Friday, May 28, 2010

All the, wishes for an, um...

I am a writer. I churn out brochures, newsletters, magazine stories, books, speeches, news releases, citations, web content, and blog posts.

What I can't write is a simple message on a greeting card.

At the office, they pass around cards for birthdays, babies, retirements, illnesses. All I need to do is jot a quick greeting and sign my name. You know, "Have a great one!" or "We'll miss you!" or "Feel better soon." But by the time it gets to me, all the good ones are taken. Or I'm first and I just know everyone else will judge what I've written.

Oh no, I can't do this. I'll just set it down for a minute and come back to it. An hour later somebody wants to know where the card for Suzie is because we need to keep it moving.

For the past three weeks, I've had this card sitting on my desk at home. I chose the photo and printed it on a large matte greeting card. Then I said to my hubby, "We need to write a wedding message to Nick and Molly."

In fairness, I've already written for a printed coupon from the Honeyfund site, where I choose a small portion of their trip to China to support as our gift. A second message in a card that went around the office. A third in a notebook where we each wrote "advice" for a happy marriage, as if we know more about it than they do. But none of those messages said what I really want to say.

These two are smart and funny and conscientious and kind. They are great together and good for each other. We are nearly as excited about their wedding as we were about our daughter's. There, I've typed it. It's not that I don't know what I want to say...maybe it's that I can no longer think with a pen in my hand.

Which is funny, if true, because when I first tried to compose at the typewriter, I could. not. do. it. I wrote college compositions by hand on notebook paper and then typed them. Tonight I'll do the reverse. I'll copy my typed sentiments into the card by hand, and we'll sign our names. Crisis averted.

Tuesday, May 25, 2010

May 25, 1985: the Dinner Date

We’d met at a business meeting April 15 and had several meetings and a lunch date. He went out of town for a conference, and then we made a date for dinner.

He showed up with a box of Frango mints from Marshall Field in Chicago, happy to show he’d noticed when I said I liked them.

He also brought a bouquet of mixed stems…a large allium, a blue delphinium, a handful of pinks and purples and whites and greens. I popped them into a vase, thinking I shouldn’t dawdle. But he arranged them, saying we should take a moment to appreciate them at their best. It was a point he would make often.

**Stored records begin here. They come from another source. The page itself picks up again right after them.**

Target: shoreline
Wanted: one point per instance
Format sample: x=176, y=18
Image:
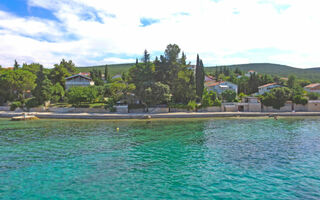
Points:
x=173, y=115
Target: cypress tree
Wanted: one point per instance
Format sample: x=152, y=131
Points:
x=199, y=78
x=16, y=65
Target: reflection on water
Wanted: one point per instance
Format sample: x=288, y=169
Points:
x=168, y=159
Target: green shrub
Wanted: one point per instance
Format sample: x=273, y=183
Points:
x=15, y=105
x=300, y=100
x=313, y=95
x=217, y=102
x=192, y=105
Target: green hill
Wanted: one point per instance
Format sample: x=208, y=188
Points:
x=312, y=74
x=113, y=69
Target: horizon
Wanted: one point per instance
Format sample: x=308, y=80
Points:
x=222, y=32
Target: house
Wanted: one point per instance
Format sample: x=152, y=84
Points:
x=78, y=80
x=219, y=87
x=314, y=87
x=208, y=78
x=117, y=76
x=250, y=72
x=267, y=87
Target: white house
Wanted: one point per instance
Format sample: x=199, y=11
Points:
x=250, y=72
x=219, y=87
x=267, y=87
x=314, y=87
x=78, y=80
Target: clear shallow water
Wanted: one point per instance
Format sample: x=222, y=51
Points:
x=161, y=159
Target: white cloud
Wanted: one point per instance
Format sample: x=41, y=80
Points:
x=95, y=31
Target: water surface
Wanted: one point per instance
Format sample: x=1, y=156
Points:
x=161, y=159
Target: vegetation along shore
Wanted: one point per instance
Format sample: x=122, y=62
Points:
x=167, y=84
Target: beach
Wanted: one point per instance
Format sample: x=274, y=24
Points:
x=51, y=115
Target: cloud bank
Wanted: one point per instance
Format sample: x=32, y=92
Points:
x=223, y=32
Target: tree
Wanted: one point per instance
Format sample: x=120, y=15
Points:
x=229, y=95
x=16, y=65
x=33, y=67
x=277, y=97
x=58, y=75
x=157, y=93
x=199, y=77
x=292, y=81
x=70, y=66
x=106, y=74
x=57, y=93
x=43, y=91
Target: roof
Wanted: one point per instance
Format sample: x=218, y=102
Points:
x=76, y=75
x=312, y=85
x=214, y=84
x=267, y=85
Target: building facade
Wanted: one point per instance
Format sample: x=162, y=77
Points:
x=220, y=87
x=78, y=80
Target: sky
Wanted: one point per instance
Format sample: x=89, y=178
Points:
x=98, y=32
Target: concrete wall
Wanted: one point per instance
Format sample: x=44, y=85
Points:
x=210, y=109
x=286, y=108
x=300, y=108
x=4, y=108
x=122, y=109
x=158, y=110
x=138, y=110
x=254, y=107
x=314, y=106
x=230, y=108
x=178, y=110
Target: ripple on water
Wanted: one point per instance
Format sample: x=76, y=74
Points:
x=167, y=159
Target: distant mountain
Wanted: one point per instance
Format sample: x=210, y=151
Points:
x=312, y=74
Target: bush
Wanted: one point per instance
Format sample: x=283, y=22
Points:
x=192, y=105
x=229, y=95
x=217, y=102
x=15, y=105
x=31, y=103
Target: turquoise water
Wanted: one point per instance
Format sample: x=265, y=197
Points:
x=161, y=159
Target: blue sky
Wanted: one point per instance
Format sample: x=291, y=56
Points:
x=106, y=31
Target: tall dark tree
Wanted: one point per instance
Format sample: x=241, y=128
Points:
x=43, y=90
x=106, y=73
x=16, y=65
x=199, y=77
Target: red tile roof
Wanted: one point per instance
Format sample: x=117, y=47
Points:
x=312, y=85
x=266, y=85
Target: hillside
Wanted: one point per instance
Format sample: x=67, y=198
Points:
x=312, y=74
x=113, y=69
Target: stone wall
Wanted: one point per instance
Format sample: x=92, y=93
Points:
x=4, y=108
x=313, y=106
x=178, y=110
x=158, y=110
x=300, y=108
x=254, y=107
x=286, y=108
x=210, y=109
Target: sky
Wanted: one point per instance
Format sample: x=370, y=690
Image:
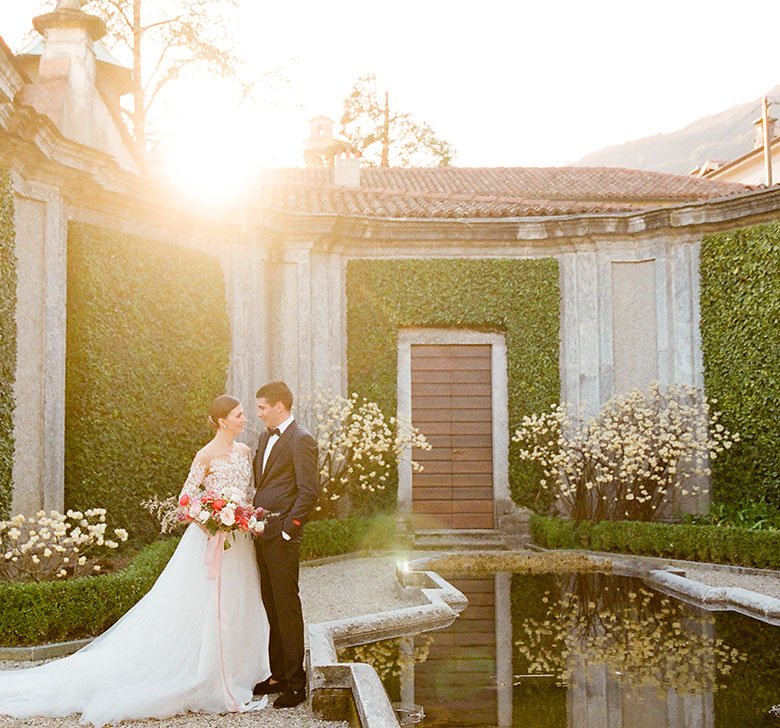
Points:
x=506, y=82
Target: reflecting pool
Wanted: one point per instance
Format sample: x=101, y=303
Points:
x=582, y=651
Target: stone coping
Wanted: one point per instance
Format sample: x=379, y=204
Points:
x=327, y=674
x=665, y=574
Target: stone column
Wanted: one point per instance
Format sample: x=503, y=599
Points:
x=246, y=286
x=308, y=320
x=39, y=389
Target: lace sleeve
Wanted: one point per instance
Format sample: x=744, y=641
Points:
x=195, y=478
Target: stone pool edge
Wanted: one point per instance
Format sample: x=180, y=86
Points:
x=328, y=676
x=748, y=602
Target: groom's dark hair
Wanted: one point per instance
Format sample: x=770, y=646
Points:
x=274, y=392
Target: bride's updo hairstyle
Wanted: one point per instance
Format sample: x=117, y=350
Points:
x=222, y=406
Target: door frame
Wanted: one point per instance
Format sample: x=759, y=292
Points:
x=500, y=405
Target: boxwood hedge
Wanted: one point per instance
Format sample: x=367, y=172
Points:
x=37, y=613
x=54, y=611
x=760, y=549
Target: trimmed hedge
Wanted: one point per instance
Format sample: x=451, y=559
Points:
x=331, y=537
x=54, y=611
x=520, y=298
x=148, y=341
x=760, y=549
x=740, y=327
x=7, y=340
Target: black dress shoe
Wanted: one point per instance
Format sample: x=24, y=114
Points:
x=268, y=688
x=290, y=698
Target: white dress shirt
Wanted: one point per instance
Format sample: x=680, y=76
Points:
x=269, y=446
x=274, y=439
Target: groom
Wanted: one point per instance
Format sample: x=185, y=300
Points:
x=287, y=483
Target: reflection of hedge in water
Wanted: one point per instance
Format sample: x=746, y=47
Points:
x=147, y=349
x=754, y=684
x=537, y=701
x=7, y=339
x=642, y=637
x=388, y=659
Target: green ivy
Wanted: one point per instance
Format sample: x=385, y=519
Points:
x=148, y=341
x=7, y=339
x=520, y=298
x=740, y=325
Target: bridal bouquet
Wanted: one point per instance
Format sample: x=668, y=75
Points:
x=222, y=510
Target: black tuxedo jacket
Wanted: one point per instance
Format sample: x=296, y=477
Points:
x=289, y=485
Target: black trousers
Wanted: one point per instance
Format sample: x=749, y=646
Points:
x=279, y=560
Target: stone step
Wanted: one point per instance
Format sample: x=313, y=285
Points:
x=471, y=539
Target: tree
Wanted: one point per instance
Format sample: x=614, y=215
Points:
x=385, y=136
x=167, y=38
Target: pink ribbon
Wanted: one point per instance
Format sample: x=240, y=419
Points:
x=214, y=548
x=213, y=557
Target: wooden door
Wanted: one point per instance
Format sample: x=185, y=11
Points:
x=452, y=406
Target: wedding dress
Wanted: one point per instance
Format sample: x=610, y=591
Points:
x=165, y=657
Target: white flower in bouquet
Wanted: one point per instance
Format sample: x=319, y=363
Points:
x=227, y=516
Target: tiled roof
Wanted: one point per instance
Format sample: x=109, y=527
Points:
x=455, y=192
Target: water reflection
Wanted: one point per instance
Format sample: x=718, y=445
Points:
x=576, y=651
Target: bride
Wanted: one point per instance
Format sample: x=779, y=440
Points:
x=181, y=648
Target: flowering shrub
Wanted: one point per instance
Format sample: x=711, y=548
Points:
x=622, y=464
x=358, y=447
x=55, y=546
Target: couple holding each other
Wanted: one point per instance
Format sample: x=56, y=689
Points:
x=194, y=643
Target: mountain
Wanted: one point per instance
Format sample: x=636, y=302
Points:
x=723, y=136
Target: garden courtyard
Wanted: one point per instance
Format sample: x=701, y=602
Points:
x=544, y=401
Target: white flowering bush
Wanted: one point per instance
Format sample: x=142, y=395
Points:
x=625, y=463
x=358, y=447
x=55, y=546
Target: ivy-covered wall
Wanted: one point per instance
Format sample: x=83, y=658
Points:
x=740, y=325
x=7, y=339
x=148, y=340
x=520, y=298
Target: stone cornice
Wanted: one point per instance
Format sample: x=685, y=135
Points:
x=12, y=77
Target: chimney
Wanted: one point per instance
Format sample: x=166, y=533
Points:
x=758, y=137
x=346, y=171
x=65, y=87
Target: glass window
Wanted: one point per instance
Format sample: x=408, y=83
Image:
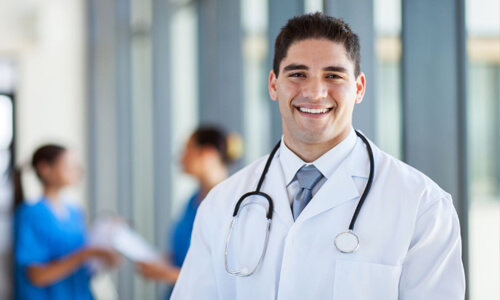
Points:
x=256, y=98
x=483, y=137
x=388, y=52
x=6, y=136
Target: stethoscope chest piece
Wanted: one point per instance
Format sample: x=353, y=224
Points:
x=347, y=242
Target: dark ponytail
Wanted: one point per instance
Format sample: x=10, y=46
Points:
x=229, y=146
x=47, y=153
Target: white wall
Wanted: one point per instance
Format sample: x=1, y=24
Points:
x=44, y=41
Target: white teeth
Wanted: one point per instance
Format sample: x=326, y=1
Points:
x=313, y=111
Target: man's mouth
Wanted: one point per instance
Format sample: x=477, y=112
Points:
x=313, y=110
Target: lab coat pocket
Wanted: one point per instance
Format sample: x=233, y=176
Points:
x=364, y=280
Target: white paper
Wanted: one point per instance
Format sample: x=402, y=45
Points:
x=133, y=246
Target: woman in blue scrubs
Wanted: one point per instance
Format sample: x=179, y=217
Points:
x=207, y=155
x=49, y=235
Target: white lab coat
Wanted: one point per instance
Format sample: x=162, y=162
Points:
x=410, y=246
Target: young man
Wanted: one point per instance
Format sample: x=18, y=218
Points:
x=408, y=231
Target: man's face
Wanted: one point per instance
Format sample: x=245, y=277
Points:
x=316, y=91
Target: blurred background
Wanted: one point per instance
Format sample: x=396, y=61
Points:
x=125, y=82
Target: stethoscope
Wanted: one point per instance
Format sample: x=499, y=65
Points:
x=345, y=242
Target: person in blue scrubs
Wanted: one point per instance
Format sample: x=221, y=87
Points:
x=50, y=234
x=207, y=155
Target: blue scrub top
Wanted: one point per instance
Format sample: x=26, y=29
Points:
x=41, y=237
x=181, y=237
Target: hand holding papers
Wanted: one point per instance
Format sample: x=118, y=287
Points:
x=111, y=232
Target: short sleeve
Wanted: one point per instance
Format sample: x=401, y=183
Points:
x=30, y=247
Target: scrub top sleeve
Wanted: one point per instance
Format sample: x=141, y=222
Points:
x=196, y=279
x=30, y=247
x=433, y=267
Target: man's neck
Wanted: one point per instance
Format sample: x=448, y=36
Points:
x=310, y=152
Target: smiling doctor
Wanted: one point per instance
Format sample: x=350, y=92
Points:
x=329, y=215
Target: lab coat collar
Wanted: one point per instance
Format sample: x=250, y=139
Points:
x=275, y=186
x=326, y=164
x=340, y=187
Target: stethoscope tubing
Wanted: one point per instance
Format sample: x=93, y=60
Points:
x=368, y=184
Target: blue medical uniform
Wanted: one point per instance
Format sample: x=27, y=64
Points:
x=41, y=237
x=181, y=237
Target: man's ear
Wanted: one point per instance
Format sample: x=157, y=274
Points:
x=360, y=87
x=272, y=86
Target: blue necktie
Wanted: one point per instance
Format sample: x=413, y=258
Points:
x=308, y=177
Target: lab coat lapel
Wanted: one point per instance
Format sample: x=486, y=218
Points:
x=274, y=185
x=339, y=188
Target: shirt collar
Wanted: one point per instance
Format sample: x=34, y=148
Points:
x=326, y=164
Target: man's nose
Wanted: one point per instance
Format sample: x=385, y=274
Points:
x=314, y=89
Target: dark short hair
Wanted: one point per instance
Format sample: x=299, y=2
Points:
x=317, y=26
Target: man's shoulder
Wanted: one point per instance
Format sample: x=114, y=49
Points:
x=404, y=177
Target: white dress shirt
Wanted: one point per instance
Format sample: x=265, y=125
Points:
x=326, y=164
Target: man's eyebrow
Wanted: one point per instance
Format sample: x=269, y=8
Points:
x=336, y=69
x=295, y=67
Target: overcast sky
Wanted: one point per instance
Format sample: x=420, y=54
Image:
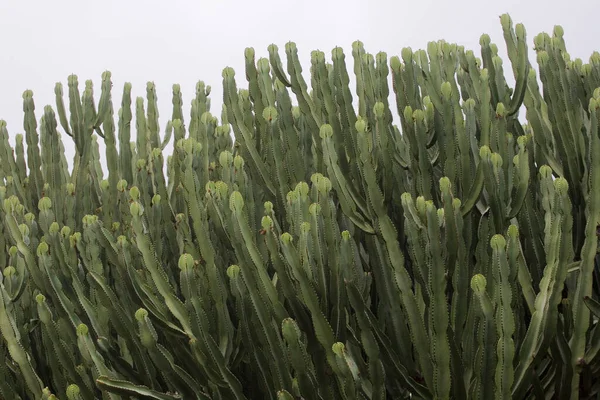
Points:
x=176, y=41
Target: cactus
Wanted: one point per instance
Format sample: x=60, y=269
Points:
x=298, y=246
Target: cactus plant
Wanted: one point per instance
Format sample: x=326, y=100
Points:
x=299, y=247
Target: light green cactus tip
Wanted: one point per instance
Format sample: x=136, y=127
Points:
x=141, y=314
x=302, y=189
x=446, y=90
x=134, y=193
x=512, y=231
x=122, y=185
x=500, y=110
x=485, y=153
x=24, y=229
x=326, y=131
x=136, y=209
x=395, y=64
x=186, y=261
x=12, y=251
x=497, y=242
x=421, y=204
x=360, y=125
x=267, y=223
x=233, y=271
x=314, y=209
x=225, y=158
x=445, y=184
x=140, y=164
x=418, y=116
x=9, y=271
x=270, y=114
x=545, y=171
x=42, y=249
x=65, y=232
x=54, y=228
x=29, y=217
x=338, y=348
x=206, y=118
x=286, y=238
x=478, y=283
x=236, y=202
x=74, y=239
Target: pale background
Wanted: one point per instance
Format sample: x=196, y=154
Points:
x=176, y=41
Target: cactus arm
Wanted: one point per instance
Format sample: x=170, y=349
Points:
x=505, y=319
x=240, y=128
x=12, y=339
x=581, y=314
x=276, y=65
x=367, y=322
x=543, y=320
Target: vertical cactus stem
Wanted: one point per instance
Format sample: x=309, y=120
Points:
x=505, y=319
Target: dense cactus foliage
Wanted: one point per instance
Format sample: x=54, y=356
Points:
x=302, y=248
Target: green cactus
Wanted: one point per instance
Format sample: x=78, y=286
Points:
x=301, y=245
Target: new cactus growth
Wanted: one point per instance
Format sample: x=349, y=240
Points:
x=297, y=247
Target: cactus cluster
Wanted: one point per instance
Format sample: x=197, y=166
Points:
x=303, y=246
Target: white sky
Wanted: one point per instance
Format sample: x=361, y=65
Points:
x=176, y=41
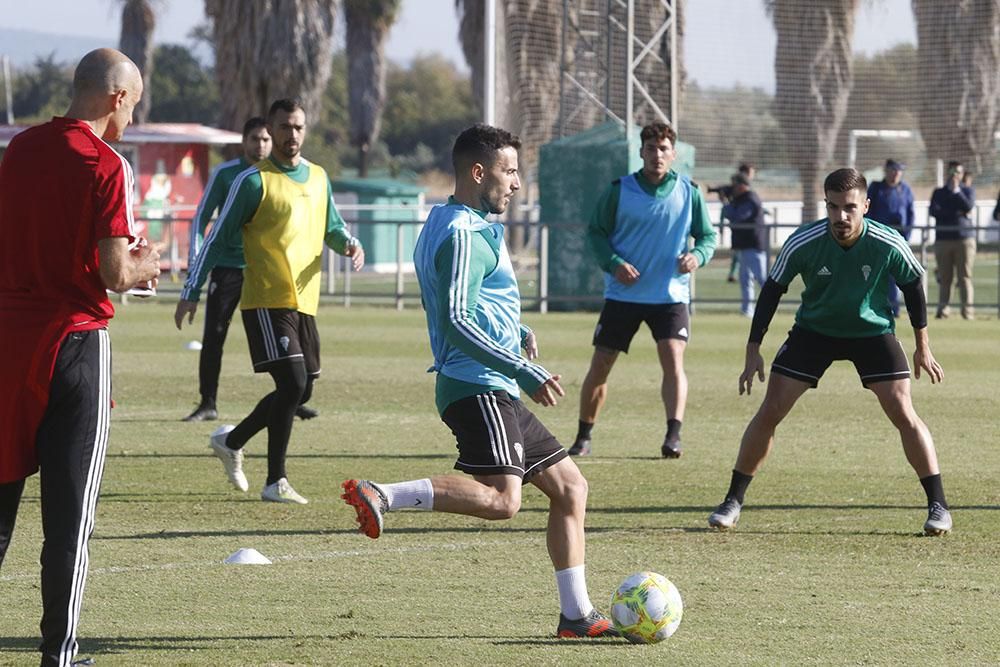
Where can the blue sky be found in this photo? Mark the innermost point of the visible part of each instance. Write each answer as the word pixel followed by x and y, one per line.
pixel 727 41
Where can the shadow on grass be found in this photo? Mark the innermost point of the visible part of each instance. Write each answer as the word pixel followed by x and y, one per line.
pixel 97 646
pixel 207 455
pixel 113 645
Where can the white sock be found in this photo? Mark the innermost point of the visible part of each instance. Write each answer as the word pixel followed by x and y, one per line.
pixel 416 494
pixel 573 599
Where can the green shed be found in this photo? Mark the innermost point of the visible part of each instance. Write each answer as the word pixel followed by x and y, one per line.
pixel 379 230
pixel 573 172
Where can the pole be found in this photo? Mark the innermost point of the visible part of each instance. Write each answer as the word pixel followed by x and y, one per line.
pixel 8 87
pixel 490 64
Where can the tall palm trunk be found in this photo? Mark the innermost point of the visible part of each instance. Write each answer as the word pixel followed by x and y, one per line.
pixel 368 23
pixel 271 49
pixel 813 71
pixel 136 41
pixel 958 55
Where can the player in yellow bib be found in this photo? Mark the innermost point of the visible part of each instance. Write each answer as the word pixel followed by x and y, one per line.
pixel 283 208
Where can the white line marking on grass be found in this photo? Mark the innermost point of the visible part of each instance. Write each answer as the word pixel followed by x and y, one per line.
pixel 290 558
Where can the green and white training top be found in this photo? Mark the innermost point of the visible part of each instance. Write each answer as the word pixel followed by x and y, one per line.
pixel 846 289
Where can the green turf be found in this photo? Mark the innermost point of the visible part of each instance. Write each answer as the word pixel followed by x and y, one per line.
pixel 827 567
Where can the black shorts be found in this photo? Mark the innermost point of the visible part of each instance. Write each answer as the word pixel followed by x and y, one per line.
pixel 498 435
pixel 281 334
pixel 806 355
pixel 620 320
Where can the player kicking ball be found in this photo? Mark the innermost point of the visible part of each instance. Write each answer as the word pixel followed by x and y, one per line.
pixel 473 307
pixel 846 262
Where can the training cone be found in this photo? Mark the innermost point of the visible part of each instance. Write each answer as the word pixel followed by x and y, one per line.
pixel 247 557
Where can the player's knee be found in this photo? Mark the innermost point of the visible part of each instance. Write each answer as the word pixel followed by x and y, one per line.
pixel 571 493
pixel 505 506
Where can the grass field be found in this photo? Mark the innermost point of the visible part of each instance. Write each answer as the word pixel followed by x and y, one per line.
pixel 828 566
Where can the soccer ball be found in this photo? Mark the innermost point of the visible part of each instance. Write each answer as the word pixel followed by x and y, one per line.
pixel 646 608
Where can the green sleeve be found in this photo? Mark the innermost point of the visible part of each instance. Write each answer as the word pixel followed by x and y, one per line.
pixel 602 225
pixel 458 287
pixel 226 232
pixel 525 332
pixel 701 229
pixel 213 199
pixel 337 236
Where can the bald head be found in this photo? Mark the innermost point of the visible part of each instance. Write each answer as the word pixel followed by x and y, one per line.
pixel 106 87
pixel 105 72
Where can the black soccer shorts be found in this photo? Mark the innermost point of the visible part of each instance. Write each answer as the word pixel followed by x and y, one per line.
pixel 497 435
pixel 806 355
pixel 620 321
pixel 281 334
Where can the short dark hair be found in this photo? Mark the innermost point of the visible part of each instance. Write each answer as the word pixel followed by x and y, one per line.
pixel 252 124
pixel 845 180
pixel 480 143
pixel 286 104
pixel 658 131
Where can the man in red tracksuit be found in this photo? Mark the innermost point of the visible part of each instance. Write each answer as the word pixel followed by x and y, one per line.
pixel 66 237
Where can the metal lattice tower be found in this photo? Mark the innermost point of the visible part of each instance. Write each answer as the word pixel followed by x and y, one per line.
pixel 616 63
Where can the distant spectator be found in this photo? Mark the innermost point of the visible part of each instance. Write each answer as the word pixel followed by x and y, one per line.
pixel 746 213
pixel 955 243
pixel 725 193
pixel 892 204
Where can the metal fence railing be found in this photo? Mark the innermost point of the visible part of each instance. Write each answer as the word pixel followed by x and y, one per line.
pixel 530 252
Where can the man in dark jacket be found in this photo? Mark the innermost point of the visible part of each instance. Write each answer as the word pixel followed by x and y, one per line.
pixel 955 242
pixel 746 213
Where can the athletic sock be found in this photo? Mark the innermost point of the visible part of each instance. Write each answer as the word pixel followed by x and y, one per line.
pixel 934 489
pixel 738 486
pixel 673 429
pixel 416 494
pixel 574 603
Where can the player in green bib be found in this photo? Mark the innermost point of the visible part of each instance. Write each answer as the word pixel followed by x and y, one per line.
pixel 846 263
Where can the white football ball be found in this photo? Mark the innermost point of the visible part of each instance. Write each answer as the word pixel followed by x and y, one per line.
pixel 646 608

The day had been sunny and warm, and the restaurant seated us at an outdoor booth, with an open arbor above our heads. Before long, it began to drizzle. He went off to ask that we move indoors, and when he came back he sat next to me, protecting my head with his jacket while we waited for an inside table.

Pointing out that he had revealed more about his life than I had about mine, he asked many questions. When I told him at some length about my mother, who had died five years earlier, I found myself crying a little. Damn. What is this? I hardly know this man, and yet I’m so unguarded I’ve slipped right into tears. On our lunch date, he’d had a catch in his voice while talking about his father. At the time, I’d been a little skeptical about his sincerity, but here I was, and I knew I was not playing a game.

He called a couple of days later. It was Memorial Day, and he was taking his nine-year-old daughter to roller-skate around one Lake Harriet. Abby skated while Peter and I walked, and we stopped periodically to chat. She was bright, energetic, mature, polite, and charming. I couldn’t tell what she thought of me, but she was being nice and I hoped we were hitting it off.

Apparently she hadn’t thought much of some of the other women he had dated. And there were lots of them. He told me he’d spent the last couple of years looking pretty seriously for someone to settle down with. I wasn’t looking; I had learned to enjoy my own company, something I thought everyone should be able to do. I had settled comfortably into single life with two cats in a house I’d just purchased, and which I loved.

We made a date for the following Friday night, and then the Thursday after that. On one of those evenings, we went to a Mexican restaurant and emerged into one of those long Minnesota evenings when the setting sun turns half the sky rosy red. As we reached the car, he said, “I’m going to throw a monkey wrench into your well ordered life.”

I felt my face blush as red as the setting sun.